AMC Does The Pitch

So I was watching AMC and being someone who wanted to get into advertising for a while when I saw a spot for a show called The Pitch. I immediately sat up and started to pay attention. The series lands on Monday April 30th at 9/8c. You can already watch the entire first episode in its entirety on AMC or by doing a Google search.

So the premise of this show is to see 2 advertising agencies compete in a battle to win a specific account. The introduction to the series comes to us via Subway who are looking to expose their often forgotten breakfast menu. Subway does breakfast, I didn’t know that either.

Actually I have never seen anyone order coffee from them either. Anyway the CMO wants to convince the ever cheap 18-24 year old crowd to get breakfast at Subway. I say good luck because as a former student my breakfast usually became lunches by the time I wake up. Really I want to see how each team approaches the situation.

The first episode is about doing the next big Subway campaign. The two agencies in the smack down are McKinny, a mid-sized agency in North Carolina and WDCW an agency born in the land of stars L.A. who have worked on Subway’s rival Quiznos.

Here is the trailer for episode 1:

I enjoyed this post by Court of WDCW about his experience with producers. If you read his post he tells you what most reality TV show watchers know No Drama = No Air Time. I wonder when they said this was supposed to be more a docu-drama than a reality TV show in the vein of The War Room if anyone actually believed it (I doubt it).

The show only spent 12 minutes in the first episode covering in Court’s words “the formation of the strategy, creative development, production and any sort of interesting tales that popped up along the way at each agency.” So for brevity’s sake they had to cut and simplify the story.

Which means all those cool nuggets of story got thrown out and or simplified. That meant the boring stuff like Court presence got put in the background where all those elevator tunes I think come to live.I wish we could some of those other stories that  got left out and would act as a  web series of sorts to fill in some of the gaps.
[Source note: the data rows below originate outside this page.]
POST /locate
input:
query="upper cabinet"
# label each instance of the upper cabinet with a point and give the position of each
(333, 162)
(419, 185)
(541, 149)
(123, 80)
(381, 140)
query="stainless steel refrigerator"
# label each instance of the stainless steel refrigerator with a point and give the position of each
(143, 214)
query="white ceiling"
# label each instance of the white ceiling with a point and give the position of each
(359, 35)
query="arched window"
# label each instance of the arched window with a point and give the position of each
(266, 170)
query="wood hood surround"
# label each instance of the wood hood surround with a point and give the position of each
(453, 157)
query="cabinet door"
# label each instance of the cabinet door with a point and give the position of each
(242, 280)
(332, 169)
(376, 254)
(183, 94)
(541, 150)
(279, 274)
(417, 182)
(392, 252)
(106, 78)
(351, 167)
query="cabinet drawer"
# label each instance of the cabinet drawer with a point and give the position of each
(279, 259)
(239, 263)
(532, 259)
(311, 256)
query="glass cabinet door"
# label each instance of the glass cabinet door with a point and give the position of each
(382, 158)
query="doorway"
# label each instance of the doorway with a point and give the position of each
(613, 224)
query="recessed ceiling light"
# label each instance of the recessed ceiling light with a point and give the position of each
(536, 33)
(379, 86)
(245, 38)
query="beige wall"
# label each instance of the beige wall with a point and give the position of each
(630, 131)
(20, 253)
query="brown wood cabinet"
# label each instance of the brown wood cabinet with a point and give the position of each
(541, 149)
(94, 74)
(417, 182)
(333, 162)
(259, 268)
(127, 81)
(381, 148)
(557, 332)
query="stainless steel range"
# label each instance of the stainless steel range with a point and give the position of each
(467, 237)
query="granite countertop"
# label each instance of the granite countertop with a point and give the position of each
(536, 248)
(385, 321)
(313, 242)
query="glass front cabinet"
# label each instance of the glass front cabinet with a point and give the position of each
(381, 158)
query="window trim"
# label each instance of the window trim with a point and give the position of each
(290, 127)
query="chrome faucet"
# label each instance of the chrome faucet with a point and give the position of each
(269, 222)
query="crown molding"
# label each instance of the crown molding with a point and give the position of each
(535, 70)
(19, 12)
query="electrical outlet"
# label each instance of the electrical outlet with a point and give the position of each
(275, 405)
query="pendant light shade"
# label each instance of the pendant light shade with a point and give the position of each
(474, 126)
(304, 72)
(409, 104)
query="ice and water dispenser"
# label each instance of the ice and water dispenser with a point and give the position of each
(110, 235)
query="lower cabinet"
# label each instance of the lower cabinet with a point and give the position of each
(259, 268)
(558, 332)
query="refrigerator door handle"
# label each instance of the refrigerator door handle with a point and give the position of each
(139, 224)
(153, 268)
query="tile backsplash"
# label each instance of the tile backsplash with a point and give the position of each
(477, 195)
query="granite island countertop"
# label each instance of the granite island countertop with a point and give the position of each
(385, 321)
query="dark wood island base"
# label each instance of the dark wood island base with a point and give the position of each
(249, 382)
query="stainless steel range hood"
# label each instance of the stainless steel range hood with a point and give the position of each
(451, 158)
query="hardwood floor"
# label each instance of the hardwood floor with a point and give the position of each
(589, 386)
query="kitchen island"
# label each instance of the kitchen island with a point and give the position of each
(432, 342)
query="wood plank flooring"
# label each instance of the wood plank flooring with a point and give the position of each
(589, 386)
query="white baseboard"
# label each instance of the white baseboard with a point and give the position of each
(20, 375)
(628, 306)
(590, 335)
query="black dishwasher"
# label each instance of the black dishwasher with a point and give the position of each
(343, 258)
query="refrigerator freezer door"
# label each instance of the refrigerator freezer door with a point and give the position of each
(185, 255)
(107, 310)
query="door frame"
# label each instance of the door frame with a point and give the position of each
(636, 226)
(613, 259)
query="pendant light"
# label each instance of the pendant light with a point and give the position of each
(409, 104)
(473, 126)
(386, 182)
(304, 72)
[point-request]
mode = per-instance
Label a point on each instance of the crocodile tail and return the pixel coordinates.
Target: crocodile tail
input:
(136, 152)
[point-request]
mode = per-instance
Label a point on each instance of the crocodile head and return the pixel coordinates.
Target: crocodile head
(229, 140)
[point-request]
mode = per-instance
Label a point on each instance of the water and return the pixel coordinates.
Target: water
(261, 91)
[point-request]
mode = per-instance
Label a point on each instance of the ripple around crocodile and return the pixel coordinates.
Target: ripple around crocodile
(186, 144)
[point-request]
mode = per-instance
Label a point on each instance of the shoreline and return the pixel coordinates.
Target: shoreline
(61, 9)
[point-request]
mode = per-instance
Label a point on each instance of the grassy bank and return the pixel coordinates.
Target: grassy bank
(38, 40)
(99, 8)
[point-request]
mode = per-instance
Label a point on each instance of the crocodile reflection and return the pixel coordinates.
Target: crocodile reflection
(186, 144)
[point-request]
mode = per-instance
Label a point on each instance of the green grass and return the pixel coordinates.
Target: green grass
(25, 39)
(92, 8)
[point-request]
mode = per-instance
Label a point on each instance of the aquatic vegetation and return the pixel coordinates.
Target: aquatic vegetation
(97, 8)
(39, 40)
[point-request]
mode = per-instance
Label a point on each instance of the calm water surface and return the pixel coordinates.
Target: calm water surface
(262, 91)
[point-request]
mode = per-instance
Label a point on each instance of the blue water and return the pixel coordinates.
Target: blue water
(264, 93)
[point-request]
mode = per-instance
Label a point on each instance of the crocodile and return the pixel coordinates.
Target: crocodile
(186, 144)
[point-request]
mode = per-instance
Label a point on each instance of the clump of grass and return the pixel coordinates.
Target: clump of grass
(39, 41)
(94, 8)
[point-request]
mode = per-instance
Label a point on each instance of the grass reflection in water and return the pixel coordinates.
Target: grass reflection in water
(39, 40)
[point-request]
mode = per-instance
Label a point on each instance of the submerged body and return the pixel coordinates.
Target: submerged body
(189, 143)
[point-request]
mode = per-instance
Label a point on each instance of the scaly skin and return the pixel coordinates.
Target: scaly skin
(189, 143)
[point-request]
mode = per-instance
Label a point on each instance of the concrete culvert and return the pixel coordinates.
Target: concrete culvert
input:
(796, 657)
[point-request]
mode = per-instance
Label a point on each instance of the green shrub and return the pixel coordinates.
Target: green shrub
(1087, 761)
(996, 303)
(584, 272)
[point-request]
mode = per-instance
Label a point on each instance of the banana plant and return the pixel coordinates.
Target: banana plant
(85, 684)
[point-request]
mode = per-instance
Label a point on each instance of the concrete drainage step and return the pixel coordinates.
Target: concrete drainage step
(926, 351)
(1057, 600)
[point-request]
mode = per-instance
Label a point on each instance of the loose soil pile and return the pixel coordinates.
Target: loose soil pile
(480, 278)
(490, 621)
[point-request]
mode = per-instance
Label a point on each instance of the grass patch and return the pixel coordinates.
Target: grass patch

They do some of that with a few pieces on the website but I just wish we could get more than just a simple snapshot. If I were doing this show I would think of using a web series to cover the structure of the creative process.

I think with the amount of content never aired there is so much that to do with it. So much content left that online folks like me are always hungry for.

My one question is how those cynical folks in ad agencies will have to say about it. Will they cheer or walk away with a sneer. Will they take a gun to all the gaps they find and how close the premise mirrors reality. That will be one conversation I can’t wait to see if only because I never got into the industry.